The post was inspired by the thoughtful interview Nadine had with Crescence Krueger, one of her yoga "mothers." Crescence speaks of how the powerful experience of motherhood brought her in tune with her body and, as a result, her personal yoga practice. This deepening encouraged her to pursue training as a doula, which also affected her role as a teacher. It got me to thinking about the moment, if you can pinpoint it, that your practice becomes something greater than just a series of poses.
It's what I call becoming a "true believer." And this becoming usually leads to teaching, because you want to share your personal discovery of yoga with those near and dear.
My conversion was a result of finding physical release in classes I had with a very strong and moving teacher in Washington DC. Oya Horiguchi was Iyengar-trained and also a Phoenix Rising therapist, and her sequences always brought me great relief during stressful periods (which was most of the time) while I worked in the costume design biz. I grew to crave the open, satisfied, and calm feeling I always had driving home from her studio in Falls Church. I wanted to share this feeling with my colleagues and friends, and I began a year-long apprenticeship with her, which became the beginning of my teacher career (and, subsequently, my writing one).
Pregnancy and motherhood also affected my practice, because it made labor and delivery so bearable (easy is definitely not the right word) and made me appreciate the 10 minutes here and there that I can actually slip into a Dog or two, or a short session of pranayama. The release and centering it provides is priceless when chasing two little monkeys around.

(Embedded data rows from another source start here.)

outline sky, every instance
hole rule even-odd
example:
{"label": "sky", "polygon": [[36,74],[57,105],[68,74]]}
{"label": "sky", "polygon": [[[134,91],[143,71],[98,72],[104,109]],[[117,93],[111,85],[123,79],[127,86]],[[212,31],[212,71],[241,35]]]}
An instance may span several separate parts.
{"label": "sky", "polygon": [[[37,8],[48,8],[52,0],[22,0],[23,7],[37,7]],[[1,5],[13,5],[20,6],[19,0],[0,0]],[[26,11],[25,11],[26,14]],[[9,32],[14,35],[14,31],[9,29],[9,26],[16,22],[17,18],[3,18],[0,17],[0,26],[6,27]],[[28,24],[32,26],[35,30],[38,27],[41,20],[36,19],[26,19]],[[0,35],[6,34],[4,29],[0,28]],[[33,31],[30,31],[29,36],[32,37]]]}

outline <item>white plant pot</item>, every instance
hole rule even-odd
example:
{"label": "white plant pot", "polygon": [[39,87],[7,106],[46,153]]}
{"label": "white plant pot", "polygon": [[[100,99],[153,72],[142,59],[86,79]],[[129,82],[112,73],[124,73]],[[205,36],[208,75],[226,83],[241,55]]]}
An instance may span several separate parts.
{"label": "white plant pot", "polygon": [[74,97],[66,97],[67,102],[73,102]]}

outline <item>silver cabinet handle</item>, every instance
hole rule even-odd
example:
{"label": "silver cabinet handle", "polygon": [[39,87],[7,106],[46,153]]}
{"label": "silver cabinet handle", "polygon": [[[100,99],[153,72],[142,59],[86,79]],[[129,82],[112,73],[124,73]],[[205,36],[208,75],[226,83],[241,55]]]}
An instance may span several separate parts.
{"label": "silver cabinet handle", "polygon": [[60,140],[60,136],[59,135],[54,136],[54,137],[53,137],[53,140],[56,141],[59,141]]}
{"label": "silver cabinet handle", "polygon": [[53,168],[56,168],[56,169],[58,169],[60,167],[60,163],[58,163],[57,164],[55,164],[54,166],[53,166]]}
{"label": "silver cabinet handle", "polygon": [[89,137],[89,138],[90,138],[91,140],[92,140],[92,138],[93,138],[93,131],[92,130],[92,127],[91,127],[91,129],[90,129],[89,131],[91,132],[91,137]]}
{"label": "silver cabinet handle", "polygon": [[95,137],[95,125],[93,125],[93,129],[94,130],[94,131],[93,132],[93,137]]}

I suspect, for most people it is a combination of inspiring teacher and significant life event--whether happy (childbirth, career change) or upsetting (life-threatening accident, addicition, violent relationship). Yoga offers a way to deal with all of these situations, and with an understanding, skilled mentor it can affect your world in profound ways. You sort of become a yoga evangelist and want to share the "word" with everyone who still sees yoga as a bunch of twisty poses by goofballs in turbans (or simply a sexy workout).
Some believers can be sort of annoying, I suppose, if the urge to share is too in-your-face, but most seem peaceful, generous, and nurturing. Of course, I'm talking about all of you. You wouldn't be writing and reading if you weren't finding peace, right?
So, tell me, when did you become a true believer?